This is the one day of the year when
all of my memory cells kick into overdrive and I begin to recall all of
the wonderful Christmases past. There is also the other part of me that
wonders about the Christmases yet to come.
For many years I have made a tradition
of looking out at the night sky on Christmas Eve in a few moments of silent
meditation. Nothing very profound, just a wonderment at the magic that
seems to permeate the night. Everything is quiet, all of the family is
now asleep, the kids sleeping in restless anticipation, the grownups, too,
but for different reasons.
This is my 73rd Christmas and each one
of those Christmases was a special occasion, seemingly a bit more exciting,
more memorable than the previous one. There were exceptions, of course,
those Christmases spent in the Navy, far from home and family.
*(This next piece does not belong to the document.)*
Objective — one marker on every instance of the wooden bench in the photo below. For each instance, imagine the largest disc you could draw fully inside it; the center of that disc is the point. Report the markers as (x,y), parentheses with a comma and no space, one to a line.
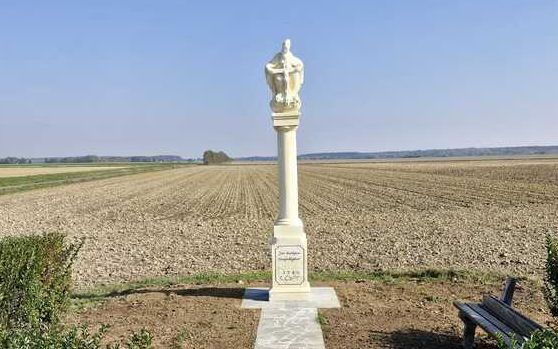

But in some
ways, they were extra special because Mom and Dad and my wife always managed
to do something, to send some little gift or card or letter that made me
feel they were very close to me on that day.
There was a Christmas in 1959 that was
almost lost. Dad died in November and when the Magical Day arrived, the
entire family was on the ropes. But we did what we had to do for the kids
and for each other and believe it or not, we managed to turn a dark gloom
into a day of remembrance as we knew Dad would have wanted.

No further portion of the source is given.